When she had arrived in the city in the summer of 1903, the avenue bore the quaint marks of a township emerging from frontier roots and lazy hacienda ways. One could still find long patches of dirt in the asphaltum strip back then, pockmarked by horse hooves and footprints, by rainfall following dry Santa Ana winds.
Now, nearly two years later, the thoroughfare running through the heart of Los Angeles was a picture of urban exhilaration. Skeletons of new buildings rose into the sky like great sculptures. Horses and buggies still dominated the street, but gasoline-powered automobiles were becoming a more frequent phenomenon. The sputter and bang of horseless carriages filled the morning air like gunfire at a Fourth of July picnic.
And people everywhere—moving, always moving, as if afraid to stop lest they miss that promise of fortune, the hope of a better life that seemed the chief lure of the City of Angels.
That lure was one of the consistent subjects of the Los Angeles Times, housed in the building at the southeast corner of Broadway and First.
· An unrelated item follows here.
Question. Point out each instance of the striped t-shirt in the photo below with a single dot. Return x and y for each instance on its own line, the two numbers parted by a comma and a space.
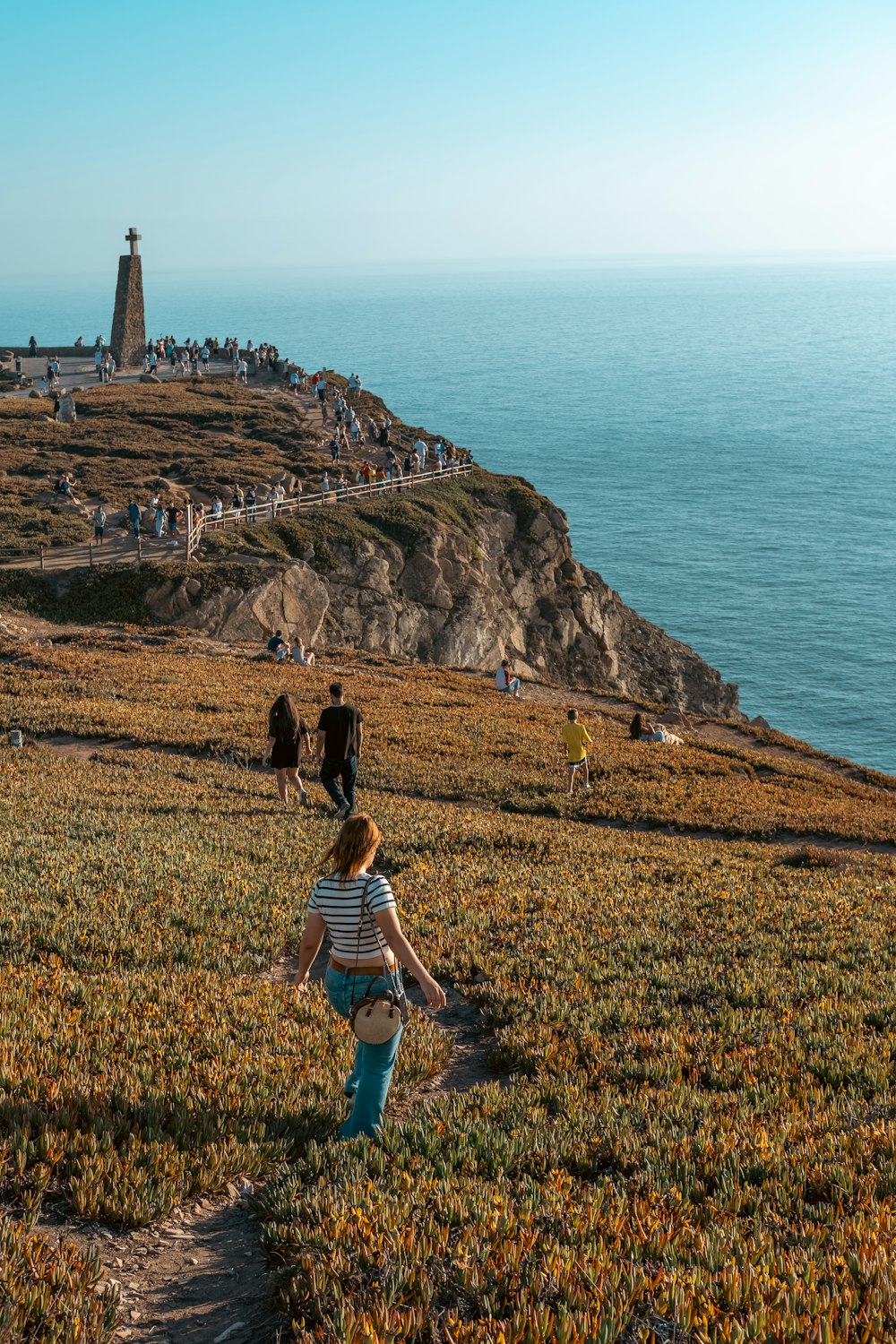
339, 900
Kit felt as if she could reach out the window and touch the forbidding stone edifice and indeed remove the letters of its signature sign: All the News, All the Time.
Kit turned from the window, a wisp of her auburn hair sweeping over her Irish green eyes. Hands placed on her hips, she looked at her assistant, Corazón Chavez, who sat with pencil and pad, taking dictation.
“And furthermore,” Kit said, continuing her oration, “the influx of charlatans and mountebanks needs to be of greater concern to our civic leaders, especially those in the offices of the district attorney and police.”
She paused, watching Corazón’s feverish attempts to capture the words. “I can write this myself, Corazón.”
No,” the young woman with the silky black hair protested. “I do not learn the shorthand without practice, yes?”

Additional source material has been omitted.